Introduction

Open Payments is a standard for interactions between wallets (well actually any account servicer like a bank, a PSP, mobile money provider etc. but we just say wallets to keep things simple). Open Payments is used between the wallets to setup and authorize payments for a variety of common use cases.

Open Payments builds on web technologies to define ways for a wallet to:

  • discover the API endpoints at another wallet, using an identifier for an account or account owner at that wallet
  • use the APIs to setup a payment between the two wallets
  • exchange information with the other wallet that is required to complete the payment (business terms, regulatory info etc.)
  • get authorization from the account owners (as required) to complete the payment
  • setup and authorize future payments

The Interledger Protocol Stack

Open Payments is designed as an application level protocol built on top of the Interledger protocol. It could be used over other payment clearing systems but the assumption is that accounts discovered via Open payments support Interledger for making the payment itself.

Roles

Often referred to as the four-corner model, the primary roles in most retail payment scenarios are the Customer (Sender), Merchant (Receiver), Acquirer (services the account of the merchant) and the Issuer (services the account of the customer). The four-corner model is very card-centric but still provides a good framework from which to define the roles in the various Open Payments scenarios.

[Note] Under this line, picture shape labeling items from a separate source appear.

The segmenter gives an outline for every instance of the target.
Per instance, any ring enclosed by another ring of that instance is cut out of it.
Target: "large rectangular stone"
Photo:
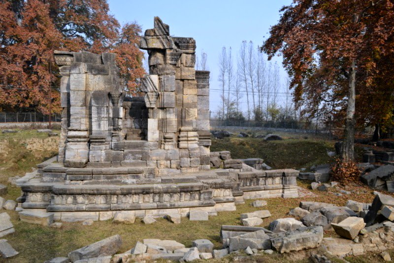
[[[67,256],[74,262],[77,260],[112,256],[119,251],[121,246],[122,238],[119,235],[116,235],[72,251]]]
[[[53,223],[53,213],[28,210],[19,212],[19,218],[21,221],[42,226],[49,226]]]

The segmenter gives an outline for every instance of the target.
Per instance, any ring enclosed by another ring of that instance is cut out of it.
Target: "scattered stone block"
[[[7,194],[7,187],[0,184],[0,195],[5,195],[6,194]]]
[[[251,255],[253,255],[253,251],[252,251],[252,249],[250,248],[250,247],[247,247],[245,249],[245,253],[246,253],[247,255],[249,255],[250,256]]]
[[[254,207],[261,207],[267,205],[267,201],[265,200],[256,200],[252,203]]]
[[[50,259],[44,263],[69,263],[69,262],[70,260],[68,259],[68,258],[59,257]]]
[[[131,253],[133,255],[142,255],[146,252],[147,248],[148,247],[146,245],[137,241],[135,246],[131,249]]]
[[[115,213],[114,223],[134,224],[135,221],[135,213],[133,211],[118,211]]]
[[[364,217],[364,221],[366,223],[367,227],[385,220],[385,217],[380,214],[380,211],[384,205],[394,206],[394,198],[391,196],[379,192],[376,192],[376,195],[368,213]]]
[[[390,254],[387,251],[383,251],[380,253],[380,256],[385,261],[391,261],[391,257]]]
[[[257,217],[260,218],[266,218],[271,216],[271,213],[267,210],[260,210],[253,212]]]
[[[3,205],[3,208],[5,210],[15,210],[17,204],[16,202],[13,200],[7,200]]]
[[[142,222],[144,224],[153,224],[156,220],[151,216],[146,216],[142,219]]]
[[[174,224],[181,224],[181,214],[176,213],[167,214],[166,218]]]
[[[263,224],[263,219],[258,217],[252,217],[242,219],[242,225],[246,227],[255,227]]]
[[[0,214],[0,237],[15,231],[9,216],[6,213]]]
[[[213,244],[208,239],[197,239],[192,243],[192,246],[196,247],[200,252],[212,253]]]
[[[323,207],[319,210],[327,218],[328,223],[339,223],[350,216],[357,216],[357,214],[346,206]]]
[[[310,212],[307,210],[303,209],[300,207],[296,207],[290,210],[289,214],[291,216],[293,216],[296,219],[299,220],[303,218],[303,217],[309,214]]]
[[[348,239],[325,237],[322,241],[321,247],[334,256],[342,257],[352,252],[354,244],[353,241]]]
[[[192,210],[189,213],[189,219],[191,221],[207,221],[208,212],[200,210]]]
[[[60,229],[63,226],[63,224],[61,222],[55,222],[50,225],[49,227],[54,229]]]
[[[271,242],[273,248],[284,253],[317,247],[323,238],[323,228],[319,226],[277,233],[271,237]]]
[[[53,223],[54,215],[53,213],[26,210],[19,212],[19,218],[24,222],[49,226]]]
[[[84,222],[82,222],[83,226],[92,226],[93,225],[93,219],[87,219],[85,220]]]
[[[151,255],[153,260],[162,259],[162,260],[178,262],[185,256],[184,253],[159,253]]]
[[[14,249],[8,242],[5,241],[0,241],[0,255],[2,258],[8,259],[19,254],[19,252]]]
[[[271,222],[268,228],[274,233],[294,231],[299,228],[304,227],[302,222],[293,218],[279,218]]]
[[[165,247],[157,245],[148,244],[146,245],[146,253],[149,254],[157,254],[167,253],[167,250]]]
[[[320,185],[320,184],[319,183],[316,183],[316,182],[312,182],[311,183],[311,188],[312,188],[312,190],[316,190],[319,187],[319,186]]]
[[[258,217],[257,215],[253,212],[250,213],[245,213],[244,214],[241,214],[241,215],[240,216],[240,218],[241,218],[241,220],[242,219],[246,219],[247,218],[252,218],[252,217]]]
[[[80,260],[112,256],[119,250],[121,246],[120,236],[113,235],[72,251],[68,253],[67,257],[74,262]]]
[[[348,200],[346,202],[346,206],[355,212],[361,212],[363,210],[368,209],[368,204],[357,202],[353,200]]]
[[[269,236],[263,230],[259,230],[230,239],[229,249],[230,252],[245,249],[247,247],[257,249],[271,248]]]
[[[393,207],[384,205],[380,213],[390,221],[394,221],[394,208]]]
[[[301,222],[307,227],[321,226],[325,227],[328,224],[327,218],[319,212],[312,212],[308,214],[301,220]]]
[[[143,240],[143,243],[146,245],[154,245],[160,246],[170,251],[185,248],[185,245],[175,240],[162,240],[153,238],[146,238]]]
[[[332,207],[336,206],[335,204],[319,202],[302,201],[299,203],[299,207],[303,209],[307,210],[309,212],[314,212],[323,207]]]
[[[182,259],[186,262],[190,262],[194,260],[198,260],[200,258],[198,250],[196,247],[192,248],[187,252]]]
[[[226,255],[229,255],[229,249],[224,248],[223,249],[214,250],[212,255],[214,259],[220,259]]]
[[[200,253],[200,258],[202,260],[209,260],[212,258],[212,253]]]
[[[111,263],[111,256],[98,257],[97,258],[77,260],[74,263]]]
[[[345,238],[353,240],[364,228],[365,223],[362,218],[349,217],[339,223],[331,223],[331,226],[337,234]]]
[[[2,207],[4,205],[4,203],[5,202],[6,200],[3,197],[0,197],[0,208]]]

Borrowing standard terminology from the ISO20022 data-model we refer to the issuer and acquirer as account servicers and the merchant and customer as account owners.

Examples of an account servicer is a bank, a digital wallet or a mobile money provider. The account servicer will run Open Payments Clients for initiating an Open Payments interaction and Open Payments Servers to accept incoming requests from clients.

For brevity we simply call account servicers "wallets", but always keeping in mind that this extends beyond the traditional definition of a "digital wallet" as a consumer product/service.